Anecdotal evidence suggests that patients become increasingly symptomatic towards the end of the 8 weeks between infusions. Therefore, despite an obvious sustained clinical improvement immediately after their infusion, their DAS28 may still be high at the eighth week. We have previously described a patient with active rheumatoid arthritis whose disease did not respond to the 8 weekly regimen but who has continued to have good disease control with a 6 weekly regimen.2 Does patient wellbeing deteriorate over the 8 weeks for patients already established on infliximab? We asked all our patients on such a regimen to rate their disease on a self administered patient global wellbeing visual analogue scale (VAS) for each of the 8 weeks between infusions.
Eighteen patients were identified and all successfully completed the VAS sheets. The Wilcoxon signed rank test using week 1 as comparator was used to detect significance. Figure 1 presents the results obtained.

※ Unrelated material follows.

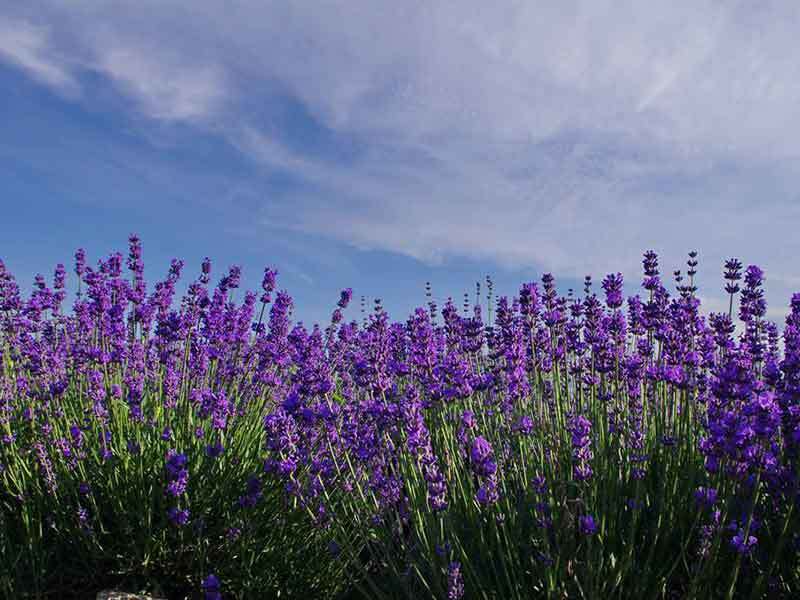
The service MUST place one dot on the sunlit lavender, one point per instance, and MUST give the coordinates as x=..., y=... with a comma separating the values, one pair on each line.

This survey uses a simple but pragmatic outcome measure (patient global wellbeing VAS) to indicate that patients who receive infliximab do not have a uniform sustained response. There was a significant trend for patients to notice a general decrease in their wellbeing towards the end of the 8 week interval. It should be noted that a global patient VAS is a subjective measure that can be influenced by the patient’s expectations. A patient’s global VAS, however, is used as a component of the more objective DAS28. Clearly, the DAS28 will vary depending upon its temporal relationship with respect to the infusion.
Disease response to infliximab has been related to serum levels.3,4 Individual variations in pharmacodynamics mean that in a proportion of patients infliximab clears more rapidly. St Clair et al found that 26% of all patients had undetectable trough levels of serum infliximab at week 54 on a 3 mg/kg 8 weekly regimen.3 Maini et al noted that patients not treated with methotrexate cleared serum infliximab more rapidly. The role of new antibody production in this observation is unclear at present but may be relevant.4 Should patients have their trough serum infliximab levels measured before being classified as a “non-responder” in the current national guidelines?
If patients with undetectable trough serum infliximab levels are identified, how should they be treated? Should they have higher doses, such as 5 mg/kg and an 8 weekly regimen, or more frequent infusions? St Clair et al compared 3 mg/kg 6 weekly regimens with a dose increase of 100 mg using pharmacodynamic modelling and concluded that a 6 weekly regimen would yield a higher trough serum level.
In conclusion, TNFα antagonists are an effective but costly treatment for rheumatoid arthritis. We have performed a pragmatic survey demonstrating a decrease in patient wellbeing over the 8 weeks between infliximab infusions. Non-responders should not be defined by looking at the week 8 DAS28 without taking the clinical response over time into account. This finding has implications for the frequency of infliximab administration and the timing of DAS28 assessments.